Indem ein Kfz-Händler einem Kunden ein vorausgefülltes Bestellformular zur Unterschrift vorlegt, gibt er üblicherweise kein auf den Abschluss eines Kaufvertrages gerichtetes Angebot i. S. des § 145 BGB ab. Vielmehr trägt regelmäßig der Kunde dem Händler den Abschluss eines Kaufvertrages an, indem er die Angaben im Bestellformular ergänzt und das Formular unterschreibt.
LG Berlin, Urteil vom 20.11.2015 – 12 O 79/15
Sachverhalt: Die Parteien streiten um Schadensersatz wegen der ausgebliebenen Lieferung eines Neuwagens.
Die Klägerin beabsichtigte, bei der Beklagten, die in Berlin einen Autohandel betreibt, einen Neuwagen (Nissan Qashqai 1.6 dCi Tekna) zu erwerben. Im Rahmen der Vertragsverhandlungen erklärte der Geschäftsführer der Beklagten, der Pkw werde spätestens in sechs Monaten geliefert; er gehe jedoch von einem deutlich früheren Liefertermin aus.
Die Beklagte stellte der Klägerin in Aussicht, ihren gebrauchten Pkw für 18.000 € zu erwerben, wobei die entsprechende Forderung der Klägerin später mit der Kaufpreisforderung der Beklagten verrechnet werden sollte.
Der Klägerin unterschrieb am 14.05.2014 ein mit „Bestellung für ein EU-Importfahrzeug“ überschriebenes Formular, das vonseiten der Beklagten ausgefüllt worden war und dem die Allgemeine Geschäftsbedingungen der Beklagten beigefügt waren. Als Kaufpreis für den Neuwagen sind in dem Bestellformular 25.500 € notiert; zum Liefertermin heißt es dort: „ca. 6 Monate – nach Möglichkeit schneller!!“.
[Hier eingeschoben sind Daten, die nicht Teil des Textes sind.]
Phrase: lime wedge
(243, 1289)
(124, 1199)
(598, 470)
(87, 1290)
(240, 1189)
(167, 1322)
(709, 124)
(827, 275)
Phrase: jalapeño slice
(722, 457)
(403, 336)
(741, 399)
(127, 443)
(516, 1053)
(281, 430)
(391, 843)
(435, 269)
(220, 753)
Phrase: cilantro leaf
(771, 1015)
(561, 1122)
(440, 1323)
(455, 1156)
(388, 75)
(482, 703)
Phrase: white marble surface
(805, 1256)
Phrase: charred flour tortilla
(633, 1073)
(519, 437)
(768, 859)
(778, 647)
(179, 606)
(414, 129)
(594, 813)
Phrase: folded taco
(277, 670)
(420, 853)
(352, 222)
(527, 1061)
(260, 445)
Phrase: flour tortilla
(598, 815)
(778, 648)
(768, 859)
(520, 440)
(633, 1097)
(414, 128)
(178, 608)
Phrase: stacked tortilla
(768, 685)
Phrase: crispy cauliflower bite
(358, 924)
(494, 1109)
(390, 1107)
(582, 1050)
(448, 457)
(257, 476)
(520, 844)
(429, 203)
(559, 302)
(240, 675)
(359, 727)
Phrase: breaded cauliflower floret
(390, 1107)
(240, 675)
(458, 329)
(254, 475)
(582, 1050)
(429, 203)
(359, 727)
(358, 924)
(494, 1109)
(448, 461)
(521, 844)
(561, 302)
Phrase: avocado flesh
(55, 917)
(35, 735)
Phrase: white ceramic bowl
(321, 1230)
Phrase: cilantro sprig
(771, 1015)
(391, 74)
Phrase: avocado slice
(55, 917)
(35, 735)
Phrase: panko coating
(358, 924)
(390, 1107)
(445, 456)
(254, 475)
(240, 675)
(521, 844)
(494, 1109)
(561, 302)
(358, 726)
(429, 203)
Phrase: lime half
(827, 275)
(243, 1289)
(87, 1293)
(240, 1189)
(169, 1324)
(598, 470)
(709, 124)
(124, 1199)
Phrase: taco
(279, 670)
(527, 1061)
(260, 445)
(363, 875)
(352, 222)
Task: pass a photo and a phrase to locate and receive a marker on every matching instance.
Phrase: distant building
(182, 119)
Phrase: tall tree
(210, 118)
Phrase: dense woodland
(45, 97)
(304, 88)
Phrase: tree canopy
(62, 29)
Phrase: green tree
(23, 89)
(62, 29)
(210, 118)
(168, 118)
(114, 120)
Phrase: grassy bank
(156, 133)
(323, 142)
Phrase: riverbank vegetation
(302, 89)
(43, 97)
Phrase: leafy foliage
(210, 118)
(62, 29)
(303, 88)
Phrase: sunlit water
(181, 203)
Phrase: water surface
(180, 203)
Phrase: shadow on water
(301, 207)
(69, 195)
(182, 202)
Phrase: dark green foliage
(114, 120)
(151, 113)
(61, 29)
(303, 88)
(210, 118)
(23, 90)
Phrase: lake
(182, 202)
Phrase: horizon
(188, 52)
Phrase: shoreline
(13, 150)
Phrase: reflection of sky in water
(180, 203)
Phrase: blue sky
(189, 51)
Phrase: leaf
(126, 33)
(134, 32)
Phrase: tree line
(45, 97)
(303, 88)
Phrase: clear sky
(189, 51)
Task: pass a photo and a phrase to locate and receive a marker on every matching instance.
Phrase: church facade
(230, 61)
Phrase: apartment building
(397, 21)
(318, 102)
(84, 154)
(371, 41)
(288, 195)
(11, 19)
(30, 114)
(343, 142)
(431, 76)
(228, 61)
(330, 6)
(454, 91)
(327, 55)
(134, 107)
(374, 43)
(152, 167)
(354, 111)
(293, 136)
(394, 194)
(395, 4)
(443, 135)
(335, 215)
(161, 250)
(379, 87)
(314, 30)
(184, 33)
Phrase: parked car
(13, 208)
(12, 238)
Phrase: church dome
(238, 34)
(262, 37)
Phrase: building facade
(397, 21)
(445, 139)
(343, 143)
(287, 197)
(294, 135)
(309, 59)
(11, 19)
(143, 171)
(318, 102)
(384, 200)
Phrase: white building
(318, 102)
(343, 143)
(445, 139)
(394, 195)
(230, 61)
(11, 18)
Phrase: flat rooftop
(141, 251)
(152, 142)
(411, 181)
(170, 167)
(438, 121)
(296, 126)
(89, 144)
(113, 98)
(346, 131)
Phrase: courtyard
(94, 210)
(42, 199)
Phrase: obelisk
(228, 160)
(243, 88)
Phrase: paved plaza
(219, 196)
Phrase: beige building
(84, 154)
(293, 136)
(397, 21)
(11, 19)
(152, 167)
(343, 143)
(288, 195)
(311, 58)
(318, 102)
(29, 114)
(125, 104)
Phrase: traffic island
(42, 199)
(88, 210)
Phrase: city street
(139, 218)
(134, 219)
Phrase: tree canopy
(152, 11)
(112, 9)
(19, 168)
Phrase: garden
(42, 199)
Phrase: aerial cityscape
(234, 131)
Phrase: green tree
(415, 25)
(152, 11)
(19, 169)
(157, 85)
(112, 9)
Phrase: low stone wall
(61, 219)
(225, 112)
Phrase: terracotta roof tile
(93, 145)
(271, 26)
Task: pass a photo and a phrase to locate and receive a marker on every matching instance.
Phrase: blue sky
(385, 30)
Am 15.05.2014 schlossen die Parteien einen schriftlichen Kaufvertrag über das Altfahrzeug der Klägerin. Darin findet sich unter „Sonstiges“ der Vermerk „Bezahlung in Verrechnung mit Neuwagenlieferung“. Der Gebrauchtwagen wurde der Beklagten anschließend übergeben, der Kaufpreis dafür in Höhe von 18.000 € wurde am 16.02.2015 gezahlt.
Mit Anwaltsschreiben vom 13.01.2015 ließ die Klägerin die Beklagte zur Lieferung des bestellten Neuwagens auffordern, nachdem sie zuvor – mit einem nicht datierten Einschreiben – selbst erfolglos eine Lieferung bis zum 20.12.2014 verlangt hatte. Die Beklagte reagierte auf das Anwaltsschreiben nicht. Mit Anwaltsschreiben vom 28.01.2015 ließ die Klägerin deshalb ihren Rücktritt von dem nach ihrer Ansicht geschlossenen Kaufvertrag über den Neuwagen erklären.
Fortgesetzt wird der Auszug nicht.